# NOOB w/Alpine 7307/Soundstream Reference 200S install questions



## 02guy (May 28, 2014)

Hey everyone, I'm wondering how I may possibly hook up an iPod input to this program... Not too keen on the cassette/FM plan as I don't want to wear out my belt and FM is spotty. 

Bluetooth would be OK with some extra gear purchase (if possible?) but a hard-wired option would be preferred. 

Is there some piece of gear that I could plug into the amp alongside the deck with a dual RCA input splitter? Taking the deck apart and soldering isn't worth it for me; I will stick to the tapes then...

All this stuff is going into a 1972 BMW and it's going to be period-erriffic. 

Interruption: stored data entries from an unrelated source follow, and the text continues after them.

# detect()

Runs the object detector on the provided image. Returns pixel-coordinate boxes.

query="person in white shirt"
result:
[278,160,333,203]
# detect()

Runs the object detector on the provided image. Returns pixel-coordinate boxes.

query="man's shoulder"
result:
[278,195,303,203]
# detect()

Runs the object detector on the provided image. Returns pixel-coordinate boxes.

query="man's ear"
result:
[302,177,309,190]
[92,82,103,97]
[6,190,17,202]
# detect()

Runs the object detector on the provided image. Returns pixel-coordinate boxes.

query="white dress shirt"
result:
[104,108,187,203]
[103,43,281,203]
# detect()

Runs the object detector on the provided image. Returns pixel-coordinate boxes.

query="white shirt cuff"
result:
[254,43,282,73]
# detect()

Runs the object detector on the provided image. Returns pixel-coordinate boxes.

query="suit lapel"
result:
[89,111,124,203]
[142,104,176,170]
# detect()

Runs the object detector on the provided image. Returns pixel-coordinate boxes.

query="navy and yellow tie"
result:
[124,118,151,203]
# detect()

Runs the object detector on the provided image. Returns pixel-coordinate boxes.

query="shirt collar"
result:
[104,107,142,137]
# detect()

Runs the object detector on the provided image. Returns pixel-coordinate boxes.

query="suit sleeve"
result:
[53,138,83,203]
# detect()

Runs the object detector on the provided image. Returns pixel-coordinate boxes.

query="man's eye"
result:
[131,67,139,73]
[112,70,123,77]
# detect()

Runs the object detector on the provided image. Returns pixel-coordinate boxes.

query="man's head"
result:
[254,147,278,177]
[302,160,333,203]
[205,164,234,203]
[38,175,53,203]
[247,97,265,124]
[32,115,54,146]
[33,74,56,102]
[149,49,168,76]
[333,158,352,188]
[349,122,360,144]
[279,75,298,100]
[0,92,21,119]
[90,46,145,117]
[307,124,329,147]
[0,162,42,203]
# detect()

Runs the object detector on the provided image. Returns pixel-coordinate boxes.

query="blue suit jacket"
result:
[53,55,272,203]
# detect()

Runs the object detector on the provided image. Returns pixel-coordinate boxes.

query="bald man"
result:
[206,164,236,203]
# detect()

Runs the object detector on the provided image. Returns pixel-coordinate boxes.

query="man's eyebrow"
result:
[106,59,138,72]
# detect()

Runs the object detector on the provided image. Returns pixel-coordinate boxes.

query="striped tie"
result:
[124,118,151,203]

Again, Alpine 7307 cassette and Soundstream Reference 200S into ADS 300i speakers in the parcel shelf and speakers in the kick panels next year. 
I will get some photos up tomorrow if there's interest but I thought I'd throw this out there in case there's a quick answer! 
Thanks so much from the NOOB OF THE YEAR... I know very little about car audio installation.


----------



## wurgerd9 (Mar 22, 2013)

So you have a 2002? Cool, I have a 320is with an old school system. Anyway, if the deck has RCA outputs (or DIN that can be adapted to RCA) one option is to get any equalizer that has dual inputs and just install that after the deck and before the amp. They usually then have a button to choose which source you are using so in one position it would take the signal from the deck and in the other position it would take the signal from an ipod and just pass it on to the amp. You either use the ipod for volume level, or if you have an eq with a volume control, you can use that instead. I did this once in a 1966 Mustang using a Clarion EQS-746. One downside is that it would not be a period correct unit. (though maybe you could hide it in the glovebox or something like that.) There were some that had dual inputs way back when, but they are a bit harder to find. Look on ebay for a Rockford Fosgate PA-1 to see a period correct one.


----------



## 02guy (May 28, 2014)

Hey thanks wurgerd9! I hadn't thought of this but *DUH* this is the same setup I have in my garage! OOPS. 
I will look into that Clarion model you mentioned for the glove box... seems like a good option. 
Is your BMW an E21 or E30? I would be pleased to own either one if I had a bigger garage... 
Cheers!


----------



## wurgerd9 (Mar 22, 2013)

Your Welcome! Mine is an 83 E21. If you wanted to see a few pictures of the installs, you could see either on the thread "Old School Builds I've seen the collections Let's see the installs" My Mustang (since sold) is on page 2 and the Bimmer on page 4. Love to see some of you 02 when it's done. That is an awesome old Alpine deck and great choices for amp and speakers. I was looking for some A/D/S rear plates for mine but couldn't find any at the time or for the right price.


----------



## CK1991 (Jul 13, 2013)

All I can say is do not attempt to change that cassette belt yourself. Those decks are a freaking nightmare inside. Not service friendly at all. I know...I have one that's a doorstop. Changed the belt, a bunch of wires broke solder connections, had it resoldered, then another wire broke when I was bench testing it and it shorted out.


----------